Work together on papers - eDiffi

KevinB · November 3, 2022, 2:29pm

I saw a new paper yesterday when looking at mlfeed.tech and it seems like it is worth exploring. [2211.01324] eDiffi: Text-to-Image Diffusion Models with an Ensemble of Expert Denoisers (arxiv.org)

If anybody else is interested, feel free to share questions or insights on here. I am planning on implementing this and will post here as I figure things out!

Fahim · November 3, 2022, 3:03pm

I saw that too and it looked really interesting, but I wasn’t sure how to even get started on that one since it talks about using multiple text encoders and mixing their output to guide the diffuser or something like that?

But if you have an idea as to how to get started, I’d be interested to participate …

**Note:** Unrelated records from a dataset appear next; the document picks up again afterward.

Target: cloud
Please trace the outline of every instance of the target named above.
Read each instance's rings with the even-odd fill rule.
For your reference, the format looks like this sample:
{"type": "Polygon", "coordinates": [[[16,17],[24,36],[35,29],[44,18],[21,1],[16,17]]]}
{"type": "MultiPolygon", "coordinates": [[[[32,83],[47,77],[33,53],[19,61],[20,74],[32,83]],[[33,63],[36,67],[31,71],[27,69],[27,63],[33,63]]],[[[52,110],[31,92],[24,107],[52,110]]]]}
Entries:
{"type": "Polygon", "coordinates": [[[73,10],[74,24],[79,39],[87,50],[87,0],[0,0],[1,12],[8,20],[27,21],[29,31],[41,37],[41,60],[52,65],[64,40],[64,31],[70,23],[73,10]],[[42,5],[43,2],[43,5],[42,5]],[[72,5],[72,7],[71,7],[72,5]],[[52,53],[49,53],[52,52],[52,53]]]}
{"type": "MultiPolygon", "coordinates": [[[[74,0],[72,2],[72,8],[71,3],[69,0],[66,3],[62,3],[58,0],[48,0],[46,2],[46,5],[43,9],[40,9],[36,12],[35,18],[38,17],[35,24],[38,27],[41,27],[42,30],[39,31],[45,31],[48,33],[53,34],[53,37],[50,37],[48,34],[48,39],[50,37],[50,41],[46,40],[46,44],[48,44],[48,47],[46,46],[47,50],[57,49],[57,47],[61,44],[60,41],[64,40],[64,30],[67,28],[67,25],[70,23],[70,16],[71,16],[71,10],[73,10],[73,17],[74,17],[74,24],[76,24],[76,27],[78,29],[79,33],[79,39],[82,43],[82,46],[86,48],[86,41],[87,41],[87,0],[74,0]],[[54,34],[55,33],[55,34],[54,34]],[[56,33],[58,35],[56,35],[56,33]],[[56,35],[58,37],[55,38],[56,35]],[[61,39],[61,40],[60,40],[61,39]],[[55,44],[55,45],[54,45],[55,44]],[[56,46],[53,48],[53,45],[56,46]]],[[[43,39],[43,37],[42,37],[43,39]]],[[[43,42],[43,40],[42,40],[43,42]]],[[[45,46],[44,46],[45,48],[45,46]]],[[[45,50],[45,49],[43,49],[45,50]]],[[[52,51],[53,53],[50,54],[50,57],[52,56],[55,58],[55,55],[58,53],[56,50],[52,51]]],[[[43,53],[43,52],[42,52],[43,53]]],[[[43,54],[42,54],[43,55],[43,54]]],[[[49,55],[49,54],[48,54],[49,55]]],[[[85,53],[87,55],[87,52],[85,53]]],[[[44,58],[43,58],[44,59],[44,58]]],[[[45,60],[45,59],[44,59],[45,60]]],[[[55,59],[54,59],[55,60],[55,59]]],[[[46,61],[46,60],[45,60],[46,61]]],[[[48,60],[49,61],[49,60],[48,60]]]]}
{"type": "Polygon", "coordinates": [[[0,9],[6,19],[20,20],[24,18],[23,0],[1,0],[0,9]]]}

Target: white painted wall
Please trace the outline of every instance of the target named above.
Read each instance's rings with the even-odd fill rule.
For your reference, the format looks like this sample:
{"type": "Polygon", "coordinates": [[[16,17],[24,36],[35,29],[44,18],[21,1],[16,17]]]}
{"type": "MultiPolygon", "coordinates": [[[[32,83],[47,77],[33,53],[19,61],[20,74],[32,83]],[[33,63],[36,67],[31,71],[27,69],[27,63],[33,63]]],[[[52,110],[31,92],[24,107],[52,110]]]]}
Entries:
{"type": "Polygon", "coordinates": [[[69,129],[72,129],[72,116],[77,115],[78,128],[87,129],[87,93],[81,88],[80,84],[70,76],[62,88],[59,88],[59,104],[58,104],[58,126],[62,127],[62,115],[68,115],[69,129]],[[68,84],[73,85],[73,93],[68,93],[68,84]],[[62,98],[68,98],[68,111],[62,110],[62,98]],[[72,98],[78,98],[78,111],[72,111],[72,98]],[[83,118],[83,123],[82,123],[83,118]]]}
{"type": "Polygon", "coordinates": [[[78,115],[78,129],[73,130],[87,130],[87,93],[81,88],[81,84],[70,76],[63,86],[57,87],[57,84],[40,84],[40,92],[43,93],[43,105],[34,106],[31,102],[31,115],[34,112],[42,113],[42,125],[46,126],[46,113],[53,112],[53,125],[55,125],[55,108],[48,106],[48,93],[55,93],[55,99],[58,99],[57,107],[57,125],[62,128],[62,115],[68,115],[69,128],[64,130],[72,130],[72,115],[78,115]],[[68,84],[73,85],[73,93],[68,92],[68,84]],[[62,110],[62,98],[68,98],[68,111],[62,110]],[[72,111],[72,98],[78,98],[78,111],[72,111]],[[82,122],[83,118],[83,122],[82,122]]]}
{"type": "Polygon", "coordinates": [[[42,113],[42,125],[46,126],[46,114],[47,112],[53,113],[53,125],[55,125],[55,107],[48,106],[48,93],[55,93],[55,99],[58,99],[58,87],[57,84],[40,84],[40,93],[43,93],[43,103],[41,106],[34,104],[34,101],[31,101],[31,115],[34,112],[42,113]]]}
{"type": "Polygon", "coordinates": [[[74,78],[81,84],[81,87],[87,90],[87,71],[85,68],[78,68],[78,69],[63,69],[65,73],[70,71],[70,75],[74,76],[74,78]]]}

KevinB · November 3, 2022, 8:44pm

Well based on this, I don’t think it is going to be possible to replicate 100%, but this kind of feels like overkill:

I’m still going to try implementing a version of this, but not sure what it will look like yet. The massive amount of hardware really doesn’t seem to be the important concept coming out of this paper though.

johnrobinsn · November 3, 2022, 8:45pm

Impressive!

Fahim · November 4, 2022, 12:33am

Ah, I didn’t notice that part at all I generally skim through the papers to see if I can implement something and if it doesn’t make a lot of sense to me as to how I could get started, then I stop …

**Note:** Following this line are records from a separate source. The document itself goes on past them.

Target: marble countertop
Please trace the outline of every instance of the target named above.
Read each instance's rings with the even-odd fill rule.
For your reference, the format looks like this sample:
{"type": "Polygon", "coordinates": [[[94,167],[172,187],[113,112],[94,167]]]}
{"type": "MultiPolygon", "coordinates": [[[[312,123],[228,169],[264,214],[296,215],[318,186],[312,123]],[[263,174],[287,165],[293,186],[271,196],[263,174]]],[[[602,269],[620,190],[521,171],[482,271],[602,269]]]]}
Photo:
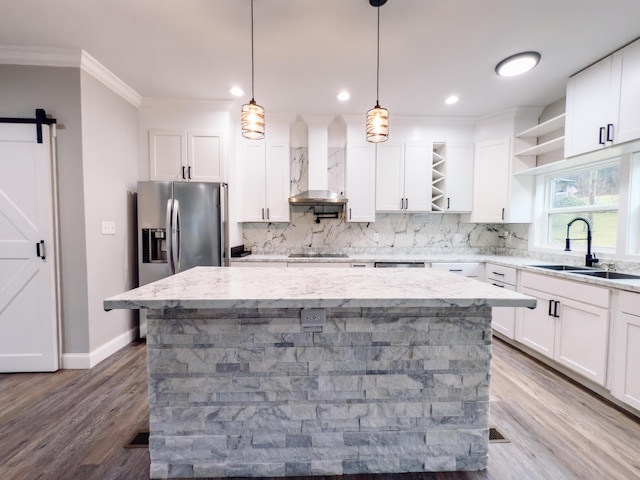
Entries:
{"type": "Polygon", "coordinates": [[[104,308],[534,307],[532,297],[441,270],[196,267],[104,308]]]}
{"type": "MultiPolygon", "coordinates": [[[[599,285],[601,287],[614,288],[629,292],[640,293],[640,279],[638,280],[609,280],[605,278],[589,277],[586,275],[576,275],[565,271],[548,270],[536,267],[536,265],[554,265],[569,264],[569,262],[540,259],[534,257],[517,257],[505,255],[487,255],[487,254],[356,254],[349,255],[347,258],[327,258],[327,257],[307,257],[307,258],[289,258],[287,255],[249,255],[242,258],[232,258],[232,262],[275,262],[275,263],[370,263],[370,262],[425,262],[425,263],[476,263],[489,262],[502,265],[505,267],[526,270],[532,273],[550,275],[553,277],[564,278],[576,282],[589,283],[591,285],[599,285]]],[[[580,265],[577,265],[580,266],[580,265]]],[[[585,267],[585,270],[590,270],[585,267]]],[[[591,270],[602,270],[595,267],[591,270]]],[[[640,272],[632,272],[640,274],[640,272]]]]}

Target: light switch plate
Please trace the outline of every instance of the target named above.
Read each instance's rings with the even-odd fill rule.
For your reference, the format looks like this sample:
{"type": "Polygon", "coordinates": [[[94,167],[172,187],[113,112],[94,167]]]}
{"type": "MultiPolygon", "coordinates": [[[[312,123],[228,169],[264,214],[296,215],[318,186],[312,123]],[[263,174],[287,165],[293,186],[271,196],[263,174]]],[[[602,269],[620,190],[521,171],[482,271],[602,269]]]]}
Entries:
{"type": "Polygon", "coordinates": [[[102,234],[103,235],[115,235],[116,234],[116,222],[103,220],[102,221],[102,234]]]}
{"type": "Polygon", "coordinates": [[[303,308],[300,314],[303,327],[322,327],[327,323],[325,308],[303,308]]]}

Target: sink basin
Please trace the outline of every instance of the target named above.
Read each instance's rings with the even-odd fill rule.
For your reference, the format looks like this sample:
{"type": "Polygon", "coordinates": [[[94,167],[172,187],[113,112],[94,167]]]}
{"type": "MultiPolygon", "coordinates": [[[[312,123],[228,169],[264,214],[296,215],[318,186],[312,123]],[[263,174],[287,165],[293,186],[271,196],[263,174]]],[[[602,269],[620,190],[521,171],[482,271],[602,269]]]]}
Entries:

Something with similarly good output, but possibly easier to implement was UPainting. I considered starting a work together for that one but again, didn’t know how to get started because the addition there is an image-text matching component and I wasn’t sure what that looked like …

Raymond-Wu · November 4, 2022, 6:28am

I posted about this in discord the other day. I’m new to implementing diffusion models but I’d be down to try!

KevinB · November 5, 2022, 10:36pm

One thing that seems important to properly implement this paper is to understand this other paper: [2205.11487] Photorealistic Text-to-Image Diffusion Models with Deep Language Understanding (arxiv.org) I had heard of this paper before called “Imagen”. I’m going to step back on eDiffi and try implementing Imagen instead before I come back to this!

Fahim · November 6, 2022, 12:58am

I believe there’s an implementation of Imagen around … If I recall correctly, by LucidRains(?) I’m going off of memory here. You have to train your own data for that though and that was something I tried to get going on Apple MPS way back when … Let me see if I can find the repo, it might be helpful for your research?

Found it … Here you go:

Fahim · November 7, 2022, 1:36am

Also, here’s an implementation of part of eDiffi:

Raymond-Wu · November 11, 2022, 1:41am

There’s a new version of the paper: https://arxiv.org/pdf/2211.01324.pdf. New website and new video as well.

https://deepimagination.cc/eDiff-I/